Le immagini del genocidio
Salò o le 120 giornate di Sodoma viene concepito da Pasolini secondo un progetto visivo molto elaborato. Lui stesso sottolinea che si tratta di un film per il quale ha valutato con attenzione ogni minima scelta, compresi gli oggetti che compaiono anche per pochissimi secondi. I primi minuti del film sono girati in esterno, sul lago di Garda, e hanno colori molto caldi, da pittura veneziana.
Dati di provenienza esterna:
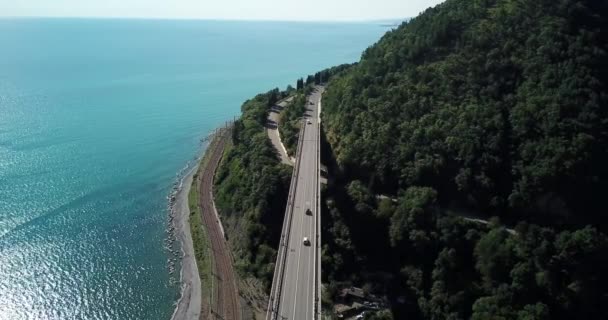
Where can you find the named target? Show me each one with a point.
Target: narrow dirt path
(225, 304)
(272, 127)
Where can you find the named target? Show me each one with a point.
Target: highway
(295, 289)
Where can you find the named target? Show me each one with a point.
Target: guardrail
(317, 286)
(279, 271)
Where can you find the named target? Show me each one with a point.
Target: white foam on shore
(188, 307)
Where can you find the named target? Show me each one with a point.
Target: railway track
(225, 302)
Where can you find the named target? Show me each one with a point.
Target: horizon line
(378, 20)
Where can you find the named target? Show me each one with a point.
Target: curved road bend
(297, 295)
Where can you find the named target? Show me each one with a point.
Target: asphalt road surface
(297, 294)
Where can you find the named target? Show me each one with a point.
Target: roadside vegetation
(251, 187)
(200, 240)
(291, 120)
(496, 107)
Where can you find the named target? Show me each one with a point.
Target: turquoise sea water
(96, 118)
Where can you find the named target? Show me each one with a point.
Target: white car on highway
(306, 241)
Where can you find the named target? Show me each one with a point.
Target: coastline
(188, 307)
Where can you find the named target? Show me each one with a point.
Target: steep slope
(484, 107)
(498, 105)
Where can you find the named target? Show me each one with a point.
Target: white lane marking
(295, 298)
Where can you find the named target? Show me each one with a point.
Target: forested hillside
(482, 107)
(498, 105)
(251, 187)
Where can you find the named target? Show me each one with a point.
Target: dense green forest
(251, 187)
(498, 105)
(290, 121)
(483, 107)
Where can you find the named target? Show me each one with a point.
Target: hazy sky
(220, 9)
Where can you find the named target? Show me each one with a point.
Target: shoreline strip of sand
(189, 304)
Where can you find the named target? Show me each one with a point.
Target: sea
(97, 119)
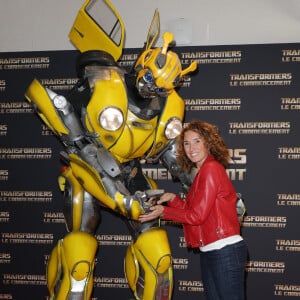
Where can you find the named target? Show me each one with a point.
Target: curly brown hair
(213, 141)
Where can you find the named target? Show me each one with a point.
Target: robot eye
(148, 77)
(177, 81)
(147, 56)
(161, 92)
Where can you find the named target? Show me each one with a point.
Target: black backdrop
(252, 92)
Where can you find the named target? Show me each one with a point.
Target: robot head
(159, 71)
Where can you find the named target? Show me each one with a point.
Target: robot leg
(148, 266)
(70, 267)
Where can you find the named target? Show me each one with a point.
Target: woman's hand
(156, 212)
(166, 197)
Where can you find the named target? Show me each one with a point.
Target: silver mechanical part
(111, 118)
(173, 128)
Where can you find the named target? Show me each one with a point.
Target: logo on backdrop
(180, 263)
(26, 238)
(265, 221)
(113, 239)
(290, 55)
(212, 57)
(24, 279)
(59, 83)
(290, 103)
(4, 175)
(289, 153)
(190, 286)
(4, 216)
(15, 107)
(25, 196)
(262, 127)
(111, 282)
(216, 104)
(288, 200)
(5, 258)
(24, 63)
(286, 290)
(25, 153)
(2, 85)
(260, 79)
(238, 157)
(255, 266)
(287, 245)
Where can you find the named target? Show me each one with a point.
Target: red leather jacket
(209, 211)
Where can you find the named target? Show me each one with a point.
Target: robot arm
(168, 159)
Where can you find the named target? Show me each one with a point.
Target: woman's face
(194, 147)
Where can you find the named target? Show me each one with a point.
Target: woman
(208, 213)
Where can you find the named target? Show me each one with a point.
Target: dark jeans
(223, 272)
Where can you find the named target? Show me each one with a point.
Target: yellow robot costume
(108, 122)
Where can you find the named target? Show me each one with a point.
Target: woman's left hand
(156, 212)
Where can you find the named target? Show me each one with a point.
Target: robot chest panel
(136, 138)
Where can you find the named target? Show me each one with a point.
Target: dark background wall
(252, 92)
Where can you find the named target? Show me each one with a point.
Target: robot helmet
(159, 71)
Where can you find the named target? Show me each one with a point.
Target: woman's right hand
(166, 197)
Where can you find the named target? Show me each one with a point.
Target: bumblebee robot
(108, 123)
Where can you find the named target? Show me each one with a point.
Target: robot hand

Pasolini utilizza luoghi diversi per la resa della villa dove si svolge poi l’azione: Villa Aldini a Bologna per la facciata neoclassica da cui si affacciano i Signori e iniziano a dare ordini alle vittime; la stanza interna delle orge viene ricavata dentro Villa Zani di Villimpenta, progettata da Giulio Romano in provincia di Mantova; la settecentesca Villa Riesenfeldt di Pontemerlano offre lo spazio del salone da pranzo e della sala con gli specchi déco. Per girare la sequenza iniziale della selezione, Pasolini usa invece Villa Sorra di Calstelfranco Emilia, di cui viene inquadrata la facciata e viene sfruttato lo spazio a vetri dell’aranciera per la selezione delle vittime maschili.
Non esiste la fine
Negli ultimi mesi Pasolini torna anche al disegno e inizia a considerare la presenza della fotografia all’interno delle sue opere. Nella copertina della raccolta La nuova gioventù viene inserita una foto di Pasolini diciottenne, come ad alludere a un ritorno impossibile del passato. Nell’ottobre del 1975, il giovane fotografo Dino Pedriali realizza un servizio fotografico che si svolge tra Sabaudia e la Torre di Chia. Si tratta ancora una volta di una vera e propria performance nella quale Pasolini si presta a recitare il ruolo di se stesso. Nel grande spazio che usa come laboratorio, vediamo il poeta in ginocchio mentre sta realizzando alcuni disegni a carboncino. Sono ritratti di Roberto Longhi, il maestro conosciuto all’università nel 1942. Pasolini utilizza la foto di Longhi che si trova sul cofanetto del volume che esce nel 1973 e raccoglie i saggi più importanti dello storico dell’arte, curati da Gianfranco Contini. Con questa misteriosa allusione a Longhi (e implicitamente a Contini, che lo aveva scoperto come poeta) Pasolini sembra voler chiudere il cerchio della sua avventura intellettuale, rievocando il maestro al quale risaliva la sua “folgorazione figurativa”. Forse questo è il segno della fine di una fase di sperimentazione e di inizio di una nuova ricerca. Oppure, come dice Nunzio in Porno-Teo-Kolossal, “nun esiste la fine”.